Tetlow King Planning (TKP) helped to secure planning permission for a 23 dwelling affordable housing scheme in Midsomer Norton. Crucially, we helped persuade Bath and North East Somerset Council that there were exceptional circumstances which outweighed the need to follow the usual procedure for European Protected Species whilst still providing compensatory habitat.
The scheme, to be delivered by Guinness Hermitage, is being subsidised by £2 million of local and national government funding. Not only will the development provide desperately needed affordable housing in the area, but it will also deliver the development of a key regeneration site within a Conservation Area on the prominent High Street of Midsomer Norton.
During the application process the Council requested a preliminary ecological report for the scheme. This concluded that there was a ‘moderate’ potential for bats to be roosting on the site. However, as any bats that used the site would currently be hibernating, it was impossible to ascertain if the site was a habitat for the European Protected Species. Government advice in PPS9: Biodiversity and Geological Conservation states that it is not appropriate to leave any further survey work on protected species to be dealt with by condition, unless exceptional circumstances can be demonstrated.
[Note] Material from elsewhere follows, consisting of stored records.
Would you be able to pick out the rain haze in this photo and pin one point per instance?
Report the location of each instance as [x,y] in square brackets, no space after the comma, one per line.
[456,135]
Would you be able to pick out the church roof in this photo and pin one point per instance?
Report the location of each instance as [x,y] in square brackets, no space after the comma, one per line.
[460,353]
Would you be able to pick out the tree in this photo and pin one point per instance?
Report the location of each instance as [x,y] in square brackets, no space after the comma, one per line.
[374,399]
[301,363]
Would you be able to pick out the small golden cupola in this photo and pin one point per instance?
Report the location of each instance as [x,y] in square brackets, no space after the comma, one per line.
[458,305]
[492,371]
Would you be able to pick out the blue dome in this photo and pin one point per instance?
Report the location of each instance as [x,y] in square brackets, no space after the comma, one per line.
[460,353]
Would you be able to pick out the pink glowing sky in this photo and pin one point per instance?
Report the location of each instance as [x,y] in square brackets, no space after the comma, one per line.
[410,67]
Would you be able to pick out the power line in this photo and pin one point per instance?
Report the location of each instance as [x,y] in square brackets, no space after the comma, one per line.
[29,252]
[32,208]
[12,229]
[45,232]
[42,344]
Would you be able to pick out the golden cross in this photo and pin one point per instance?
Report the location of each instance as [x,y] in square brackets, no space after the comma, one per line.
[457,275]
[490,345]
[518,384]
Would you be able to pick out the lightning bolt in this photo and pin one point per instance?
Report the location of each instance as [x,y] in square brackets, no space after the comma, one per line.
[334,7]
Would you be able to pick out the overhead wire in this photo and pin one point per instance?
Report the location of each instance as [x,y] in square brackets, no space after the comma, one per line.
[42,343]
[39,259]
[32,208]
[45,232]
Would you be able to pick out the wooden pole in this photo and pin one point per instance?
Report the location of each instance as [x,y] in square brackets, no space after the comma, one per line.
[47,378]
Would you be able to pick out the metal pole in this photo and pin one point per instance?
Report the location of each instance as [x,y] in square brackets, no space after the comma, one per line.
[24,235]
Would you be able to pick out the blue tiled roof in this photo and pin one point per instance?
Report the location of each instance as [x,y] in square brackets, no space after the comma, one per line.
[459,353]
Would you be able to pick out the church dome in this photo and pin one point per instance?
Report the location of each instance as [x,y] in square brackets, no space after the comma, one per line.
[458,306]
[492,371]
Guinness Hermitage needed to obtain planning permission almost immediately in order to secure Homes and Communities Agency funding for the scheme. Waiting for further surveys could have scuppered the whole scheme. TKP, in conjunction with the ecology consultants produced evidence demonstrating that the potential for loss of funding and consequentially the failure to deliver desperately needed affordable housing, the regeneration of the site and the enhancement of the built environment within a Conservation Area amounted to exceptional circumstances. A mitigation scheme was produced which ensured that if further surveys did discover bats were present then bat boxes could be provided within the new dwellings. The Council eventually accepted all these arguments and approved the scheme.
TKP had been originally instructed to co-ordinate the submission of the application in order to avoid unnecessary delay during the planning process and ensure that the planning permission (including agreement of the conditions and the Section 106 Undertaking) were expedited within the tight timetable determined by the Homes and Communities Agency.